You can think of the data access layer as simple middleware that allows composition of analysis graphs using the SQL language. The SQL language provides a limited subset of what can be expressed through the full analysis graph. For example, the SQL language does not provide a way to set per-field privacy budget.

Because we delegate the computation of exact aggregates to the underlying database engines, execution through the SQL layer can be considerably faster, particularly with database engines optimized for precomputed aggregates. However, this design choice means that analysis graphs composed with SQL language do not access data in the engine on a per-row basis. Therefore, SQL queries do not currently support algorithms that require per-row access, such as algorithms based on the geometric mechanism. This is a limitation that future releases will relax for database engines that support row-based access, such as Spark.

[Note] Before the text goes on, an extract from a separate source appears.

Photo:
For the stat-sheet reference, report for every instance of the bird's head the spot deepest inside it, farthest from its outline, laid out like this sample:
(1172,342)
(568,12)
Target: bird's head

The SQL processing layer has limited support for bounding contributions when individuals can appear more than once in the data. This includes ability to perform reservoir sampling to bound contributions of an individual, and to scale the sensitivity parameter. These parameters are important when querying reporting tables that might be produced from subqueries and joins, but require caution to use safely.

For this release, we recommend using the SQL functionality while bounding user contribution to 1 row. The platform defaults to this option by setting max_contrib to 1, and should only be overridden if you know what you are doing. Future releases will focus on making these options easier for non-experts to use safely.

Note on SQLite Version

The PandasReader used SQLite under the covers, whereas the other readers use the respective database engines. The SQLite version that comes with many Python distributions is quite old, and does not support SELECT DISTINCT, which is required to limit the number of rows per user. If you are using conda, you can ensure that you are using the latest SQLite by typing conda install --yes -c anaconda sqlite. If you know that your data has only one row per user, you can specify row_privacy in the metadata, as in the sample above, and the functionality will work with older SQLite versions.

Installing Sample Databases

If you would like to test against Postgres or SQL Server instances running in a Docker container with PUMS data imported, you can build the containers from source here

Architecture

The SQL processing layer intercepts SQL queries destined for any SQL-92 backend, and operates as middleware between the engine and the analysis graph. The interface is designed to be a drop-in replacement for existing DB-API or ODBC workflows; for example, legacy analytics and reporting applications. The main stages of processing are:

  1. Parser. The parser converts the query to an AST, using a subset of the SQL-92 grammar. The parser also takes metadata about the database tables, such as column sensitivity, to augment the AST.
  2. Validator. The validator checks the query to make sure it meets requirements for differential privacy, such as computing the types of aggregates that it knows how to protect.
  3. Rewriter. The rewriter modifies the query to enforce sensitivity bounds, perform reservoir sampling, and convert simple expressions to a pre-processing and post-processing step (for example, applying scalar operations after adding noise).
  4. Database Execution. The rewritten query is executed by the target database engine. This is just a pass-through call. The database engine returns the set of exact aggregates, as would be returned in the absence of differential privacy, and with the application of sensitivity clamping and reservoir sampling.
  5. Postprocessing. The exact aggregates are fed to the differential privacy algorithms to create differentially private results.